The bits about Anathem that matter to what I’m writing are these:
- it takes place on a world a lot like Earth but it’s not exactly earth and it evolved completely separately from our planet (which is to say, it’s not a long-lost colony in the future)
- the larger culture has the run of the place. They’re a lot like our worst vices – obsessed with television, movies, fantasy, escapism, money, sports, competition. Their world is called “extramuros” by the other group of people on the planet, who call themselves the “mathic.”
- there are a bunch of little colonies called “concents,” that are like a combination of cloistered monastery and university. The people in them are like monks who have only their clothes as their possessions. Their chief features are 1) they are largely self-sufficient 2) they have very limited contact with the outside world.
This contact is restricted depending on what kind of avout you are – the “unarians” open their gate to the outside world once a year. The “decenarians” open their gate to the extramuros world (and to the other avouts) every ten years, every hundred years for the “centenarians” and every thousand years to the “millenarians.” These groups mostly recruit from the newly-born and lower maths. This is to say, the Millenarians are only seen every thousand years, so most avout never see one! And because they have so much time for self-reflection and really detailed, slow, long-view studies that they’re said to have amazing, secret powers.
Well, there are all different kinds of “concents” (it’s a kind of convent, see?). Some of them even have legends about each other. One of those legendary concents is the Ringing Vale concent, known for their apparent study of “vale lore,” or martial arts.
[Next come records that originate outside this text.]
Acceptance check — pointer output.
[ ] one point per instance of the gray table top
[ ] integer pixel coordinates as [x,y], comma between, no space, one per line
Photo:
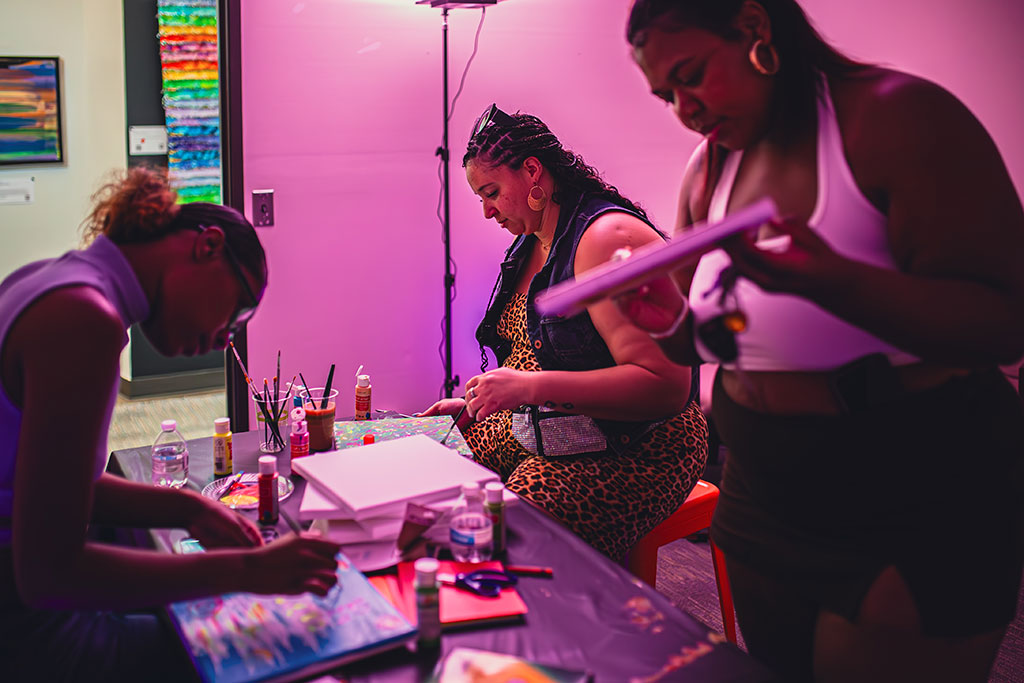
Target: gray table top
[593,614]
So get this – these guys have been studying martial arts for thousands of years, mostly uninterrupted and with very little polluting contact with the fly-by-night saecular world. They don’t have a huge role in the book but it’s pivotal.
One of their central concepts is the idea of an “emergence.” The main character who hears the word spoken in context thinks the Ringing Vale avout means “emergency,” but she explains it further.
See, in the confines of a concent, you can’t really test martial arts. Sure, you can throw each other around and maybe do some hardcore sparring, but in the end it’s still nothing like real combat.
So, when some of these guys go out into the real world (which, again, is rare), they consider opportunities to test their knowledge in real-world circumstances as an emergence. It’s when they find their purpose in life – an emergence is like a hadj, a pilgrimage.
When it happens in the book, a small group of Valers (as they’re called) turn back an entire riot, in the kind of crunching, surgical, kinetic fight scene that few writers can do and Neal Stephenson can always do.
It makes me think of my own moments of emergence, and how those are what we work for.